THUNDER BAY – Forty-five participants of the First Nations Natural Resources Youth Employment Program (FNNRYEP) and Outland Youth Employment Program (OYEP) graduated today at the program’s closing ceremonies held at Confederation College. “The goal of the First Nations Natural Resources Youth Employment Program is to educate students about natural resources and other career paths. It empowers Indigenous youth by focusing on leadership development, social skills and building self-esteem. We are proud to be an ongoing partner of this valuable program,” says Don Bernosky, Vice President, Workforce Development, Confederation College.
Participants received certificates and two high school co-op credits earned during six weeks of work and training. The program is designed to educate about natural resources career paths and help prepare participants for postsecondary education in the field. Certifications were earned in numerous disciplines including:
- S102 Forest Firefighting
- Chainsaw (OFSWA standard)
- Brush saw operation
- Bear Aware
- First aid
- ORCKA Level 1 and 2
- Tree planting
- G1 Driver’s License (if aged 16+)
- Environmental Management Systems
Since 2000, Outland Camps has partnered with Confederation College and Lakehead University to offer land-based education training and employment programs for Indigenous youth in Ontario.

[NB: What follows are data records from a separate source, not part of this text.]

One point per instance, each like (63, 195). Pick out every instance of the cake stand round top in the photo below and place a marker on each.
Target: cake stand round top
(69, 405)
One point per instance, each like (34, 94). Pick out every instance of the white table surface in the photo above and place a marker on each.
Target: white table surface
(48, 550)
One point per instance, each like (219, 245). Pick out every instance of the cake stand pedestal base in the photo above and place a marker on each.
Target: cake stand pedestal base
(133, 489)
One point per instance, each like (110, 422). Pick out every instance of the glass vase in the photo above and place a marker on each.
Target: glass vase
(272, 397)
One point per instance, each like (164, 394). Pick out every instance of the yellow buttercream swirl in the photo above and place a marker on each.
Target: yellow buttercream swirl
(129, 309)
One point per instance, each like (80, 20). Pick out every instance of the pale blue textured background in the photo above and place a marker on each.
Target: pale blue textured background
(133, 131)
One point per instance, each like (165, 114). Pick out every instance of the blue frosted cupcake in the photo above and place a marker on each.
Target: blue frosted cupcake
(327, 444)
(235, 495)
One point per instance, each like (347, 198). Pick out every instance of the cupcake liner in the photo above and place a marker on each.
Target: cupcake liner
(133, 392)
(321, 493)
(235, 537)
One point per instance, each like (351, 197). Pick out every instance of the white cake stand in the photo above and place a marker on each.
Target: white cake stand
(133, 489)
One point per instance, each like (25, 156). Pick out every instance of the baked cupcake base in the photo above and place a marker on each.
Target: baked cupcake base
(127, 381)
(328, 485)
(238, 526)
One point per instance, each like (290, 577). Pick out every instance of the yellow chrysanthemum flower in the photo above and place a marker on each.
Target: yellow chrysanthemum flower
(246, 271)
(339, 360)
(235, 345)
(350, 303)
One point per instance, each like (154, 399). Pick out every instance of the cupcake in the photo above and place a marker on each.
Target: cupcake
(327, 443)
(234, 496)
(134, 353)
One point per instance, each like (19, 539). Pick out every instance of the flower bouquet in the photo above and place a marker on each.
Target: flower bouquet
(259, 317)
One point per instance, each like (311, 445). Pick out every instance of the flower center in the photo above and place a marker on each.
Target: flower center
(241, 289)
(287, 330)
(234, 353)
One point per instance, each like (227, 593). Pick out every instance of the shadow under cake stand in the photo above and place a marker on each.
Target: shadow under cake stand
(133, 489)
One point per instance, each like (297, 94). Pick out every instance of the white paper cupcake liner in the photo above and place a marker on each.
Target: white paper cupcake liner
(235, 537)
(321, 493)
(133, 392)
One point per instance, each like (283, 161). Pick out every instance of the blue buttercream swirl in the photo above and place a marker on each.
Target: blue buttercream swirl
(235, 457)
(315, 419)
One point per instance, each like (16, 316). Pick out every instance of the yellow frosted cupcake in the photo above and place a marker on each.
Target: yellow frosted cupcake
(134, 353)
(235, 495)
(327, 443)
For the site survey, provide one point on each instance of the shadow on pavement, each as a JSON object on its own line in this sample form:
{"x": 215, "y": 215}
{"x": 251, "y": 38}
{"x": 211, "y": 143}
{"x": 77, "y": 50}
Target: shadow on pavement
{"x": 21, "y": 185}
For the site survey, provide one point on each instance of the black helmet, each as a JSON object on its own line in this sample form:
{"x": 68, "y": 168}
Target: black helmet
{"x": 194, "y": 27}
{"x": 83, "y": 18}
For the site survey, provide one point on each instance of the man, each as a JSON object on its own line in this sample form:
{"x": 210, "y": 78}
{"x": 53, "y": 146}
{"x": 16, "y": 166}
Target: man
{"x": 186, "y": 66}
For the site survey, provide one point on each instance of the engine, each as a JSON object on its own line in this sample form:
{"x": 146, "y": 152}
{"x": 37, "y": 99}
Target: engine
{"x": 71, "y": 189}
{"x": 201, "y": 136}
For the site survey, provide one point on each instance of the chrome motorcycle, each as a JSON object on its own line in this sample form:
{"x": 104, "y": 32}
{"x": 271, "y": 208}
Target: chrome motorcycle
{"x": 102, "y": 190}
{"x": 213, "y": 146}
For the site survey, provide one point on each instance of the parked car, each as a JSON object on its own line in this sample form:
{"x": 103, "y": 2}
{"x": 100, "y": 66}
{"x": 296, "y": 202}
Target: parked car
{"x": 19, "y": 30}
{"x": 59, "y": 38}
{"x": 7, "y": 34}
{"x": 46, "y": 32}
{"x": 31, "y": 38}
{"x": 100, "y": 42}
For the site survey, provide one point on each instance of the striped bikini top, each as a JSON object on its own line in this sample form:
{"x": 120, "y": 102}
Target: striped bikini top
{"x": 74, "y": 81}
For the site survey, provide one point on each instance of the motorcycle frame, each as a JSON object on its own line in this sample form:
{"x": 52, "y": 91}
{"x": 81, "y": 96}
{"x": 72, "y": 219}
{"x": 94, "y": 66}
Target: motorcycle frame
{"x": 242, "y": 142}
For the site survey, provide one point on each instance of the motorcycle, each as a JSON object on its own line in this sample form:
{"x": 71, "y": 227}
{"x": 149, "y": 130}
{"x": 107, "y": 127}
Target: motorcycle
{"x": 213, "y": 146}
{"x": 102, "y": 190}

To date, the partnership has supported over 430 participants from 55 communities to complete the program, launching numerous careers in the natural resources sector.
FNNRYEP/OYEP focuses on developing work skills, life skills and encouraging youth to achieve an adult life of prosperity, self-sufficiency and personal growth. The program boasts many social, economic and educational benefits for youth including competitive wages, relationship development, team building, increased confidence, strong work ethic, healthy habits and experiential learning.

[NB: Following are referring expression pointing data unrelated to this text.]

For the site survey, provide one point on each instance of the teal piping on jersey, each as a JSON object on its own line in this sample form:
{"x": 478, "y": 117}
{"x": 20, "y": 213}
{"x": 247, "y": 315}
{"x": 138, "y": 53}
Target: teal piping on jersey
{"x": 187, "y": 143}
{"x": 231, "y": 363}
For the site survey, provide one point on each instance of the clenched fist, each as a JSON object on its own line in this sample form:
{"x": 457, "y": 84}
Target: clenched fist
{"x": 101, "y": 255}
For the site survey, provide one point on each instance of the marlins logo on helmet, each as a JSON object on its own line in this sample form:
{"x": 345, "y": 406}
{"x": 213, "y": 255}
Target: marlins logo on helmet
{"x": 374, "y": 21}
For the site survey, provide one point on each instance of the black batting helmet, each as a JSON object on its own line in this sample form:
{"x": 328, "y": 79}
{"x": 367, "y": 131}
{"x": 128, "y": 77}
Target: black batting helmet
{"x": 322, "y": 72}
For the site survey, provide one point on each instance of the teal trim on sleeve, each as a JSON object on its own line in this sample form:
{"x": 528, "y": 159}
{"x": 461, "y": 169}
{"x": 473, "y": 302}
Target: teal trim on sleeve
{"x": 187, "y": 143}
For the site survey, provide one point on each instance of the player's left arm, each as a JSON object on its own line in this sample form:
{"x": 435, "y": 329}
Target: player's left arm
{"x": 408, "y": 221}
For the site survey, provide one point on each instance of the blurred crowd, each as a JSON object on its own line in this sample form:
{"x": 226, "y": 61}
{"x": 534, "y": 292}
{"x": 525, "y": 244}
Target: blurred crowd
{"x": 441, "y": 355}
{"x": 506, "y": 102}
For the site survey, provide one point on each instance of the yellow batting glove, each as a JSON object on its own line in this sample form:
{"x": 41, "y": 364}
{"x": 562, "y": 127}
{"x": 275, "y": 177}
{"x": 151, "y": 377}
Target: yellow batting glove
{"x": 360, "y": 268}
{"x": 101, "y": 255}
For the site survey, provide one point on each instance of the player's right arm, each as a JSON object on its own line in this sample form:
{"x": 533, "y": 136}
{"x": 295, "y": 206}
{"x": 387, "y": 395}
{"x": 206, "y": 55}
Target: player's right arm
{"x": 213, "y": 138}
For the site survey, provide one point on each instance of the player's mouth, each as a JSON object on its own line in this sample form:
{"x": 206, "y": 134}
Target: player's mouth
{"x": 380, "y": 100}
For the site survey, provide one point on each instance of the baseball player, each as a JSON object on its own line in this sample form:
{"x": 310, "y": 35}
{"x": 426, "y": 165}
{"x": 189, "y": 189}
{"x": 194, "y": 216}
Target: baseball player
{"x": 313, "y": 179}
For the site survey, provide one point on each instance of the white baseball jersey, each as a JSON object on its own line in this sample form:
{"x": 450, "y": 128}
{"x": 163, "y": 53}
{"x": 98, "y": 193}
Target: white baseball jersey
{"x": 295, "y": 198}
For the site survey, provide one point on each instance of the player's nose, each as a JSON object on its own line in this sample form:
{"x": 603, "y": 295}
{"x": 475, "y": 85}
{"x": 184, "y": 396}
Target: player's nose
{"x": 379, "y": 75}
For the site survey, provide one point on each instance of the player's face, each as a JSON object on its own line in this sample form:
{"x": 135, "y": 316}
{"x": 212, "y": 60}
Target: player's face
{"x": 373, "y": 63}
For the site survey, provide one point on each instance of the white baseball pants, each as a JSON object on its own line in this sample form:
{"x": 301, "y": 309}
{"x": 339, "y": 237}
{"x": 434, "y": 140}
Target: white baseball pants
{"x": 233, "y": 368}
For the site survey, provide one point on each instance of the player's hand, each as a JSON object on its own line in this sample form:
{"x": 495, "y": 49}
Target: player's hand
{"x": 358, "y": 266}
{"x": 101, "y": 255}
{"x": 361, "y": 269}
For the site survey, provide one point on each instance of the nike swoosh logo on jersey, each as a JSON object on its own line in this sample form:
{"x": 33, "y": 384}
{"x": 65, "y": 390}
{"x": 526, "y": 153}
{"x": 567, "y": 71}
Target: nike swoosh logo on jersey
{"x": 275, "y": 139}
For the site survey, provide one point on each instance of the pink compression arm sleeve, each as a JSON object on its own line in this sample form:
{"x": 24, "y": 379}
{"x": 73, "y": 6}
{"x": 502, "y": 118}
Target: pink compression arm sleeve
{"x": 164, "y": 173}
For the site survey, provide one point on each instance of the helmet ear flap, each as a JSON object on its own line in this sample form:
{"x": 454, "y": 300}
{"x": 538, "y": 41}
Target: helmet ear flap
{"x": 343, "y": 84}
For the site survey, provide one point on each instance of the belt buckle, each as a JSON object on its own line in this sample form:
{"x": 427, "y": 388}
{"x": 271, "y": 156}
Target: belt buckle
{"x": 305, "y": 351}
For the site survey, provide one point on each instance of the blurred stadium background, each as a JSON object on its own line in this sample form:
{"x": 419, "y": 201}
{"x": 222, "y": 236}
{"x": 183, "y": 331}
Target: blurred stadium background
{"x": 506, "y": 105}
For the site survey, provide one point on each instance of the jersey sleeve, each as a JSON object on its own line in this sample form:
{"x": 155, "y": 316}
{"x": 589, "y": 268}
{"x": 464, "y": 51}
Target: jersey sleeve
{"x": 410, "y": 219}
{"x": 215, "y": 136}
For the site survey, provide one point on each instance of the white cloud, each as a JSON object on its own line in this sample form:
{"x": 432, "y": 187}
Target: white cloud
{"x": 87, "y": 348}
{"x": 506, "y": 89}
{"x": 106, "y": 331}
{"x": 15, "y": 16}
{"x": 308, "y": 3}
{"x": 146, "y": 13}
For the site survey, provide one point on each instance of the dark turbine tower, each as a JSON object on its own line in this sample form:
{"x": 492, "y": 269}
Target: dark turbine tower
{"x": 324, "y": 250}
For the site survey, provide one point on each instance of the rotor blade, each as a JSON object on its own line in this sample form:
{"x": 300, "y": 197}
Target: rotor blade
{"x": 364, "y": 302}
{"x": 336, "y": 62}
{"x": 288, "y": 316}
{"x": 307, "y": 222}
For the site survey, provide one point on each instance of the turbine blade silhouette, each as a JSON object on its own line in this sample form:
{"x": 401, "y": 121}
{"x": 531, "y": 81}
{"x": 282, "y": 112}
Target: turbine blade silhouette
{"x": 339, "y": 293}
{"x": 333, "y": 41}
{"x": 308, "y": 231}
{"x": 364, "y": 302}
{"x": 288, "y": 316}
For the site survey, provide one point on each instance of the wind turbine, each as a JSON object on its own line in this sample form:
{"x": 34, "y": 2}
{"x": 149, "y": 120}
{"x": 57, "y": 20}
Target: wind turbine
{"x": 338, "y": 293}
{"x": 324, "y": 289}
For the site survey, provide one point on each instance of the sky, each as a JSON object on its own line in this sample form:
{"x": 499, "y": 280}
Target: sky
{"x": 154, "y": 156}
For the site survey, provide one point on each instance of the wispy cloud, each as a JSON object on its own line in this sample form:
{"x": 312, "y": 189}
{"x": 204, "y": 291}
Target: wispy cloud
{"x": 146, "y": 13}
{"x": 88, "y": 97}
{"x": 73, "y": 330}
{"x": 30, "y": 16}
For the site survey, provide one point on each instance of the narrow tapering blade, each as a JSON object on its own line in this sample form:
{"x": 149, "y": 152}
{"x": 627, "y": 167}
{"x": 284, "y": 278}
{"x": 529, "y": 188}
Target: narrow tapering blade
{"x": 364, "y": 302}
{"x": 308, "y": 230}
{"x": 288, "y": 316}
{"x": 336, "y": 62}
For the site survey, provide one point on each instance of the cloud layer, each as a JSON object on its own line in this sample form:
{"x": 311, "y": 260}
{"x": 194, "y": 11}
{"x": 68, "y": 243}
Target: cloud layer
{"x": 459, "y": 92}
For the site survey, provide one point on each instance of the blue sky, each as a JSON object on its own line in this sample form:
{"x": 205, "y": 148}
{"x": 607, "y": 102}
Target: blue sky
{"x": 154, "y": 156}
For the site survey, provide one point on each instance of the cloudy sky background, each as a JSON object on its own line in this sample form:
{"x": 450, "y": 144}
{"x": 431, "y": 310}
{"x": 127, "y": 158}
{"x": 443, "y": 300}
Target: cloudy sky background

“Outland and all program partners are proud to celebrate the accomplishments of the 2018 OYEP and FNNRYEP graduating classes. Over the course of six short weeks, these youth have gone from inexperienced trainees to vibrant and confident employees. The 45 graduates have gained the knowledge and skills to pursue their desired career or educational path. They have built lasting friendships and a sense of community that can only develop from the challenging common experience offered through these programs,” states Sarah Ambroziak, Program Coordinator, Outland Camps.
“The Aboriginal Mentorship Program is delighted to have worked once again with the Outland Youth Employment Program. During Science Week we worked to provide each youth with a learning environment grounded in both Indigenous and conventional science and encouraged the youth to explore a wide variety of postsecondary educational subject areas and career options. Every year the Outland youth equally inspire us at Lakehead. This is a group of hard-working and very intelligent Indigenous youth who all have an incredibly bright future ahead of them. We hope to see many of them in our hallways and lecture halls one day soon,” Lisa Harris, Coordinator, Lakehead University Aboriginal Mentorship Program, Office of Aboriginal Initiatives.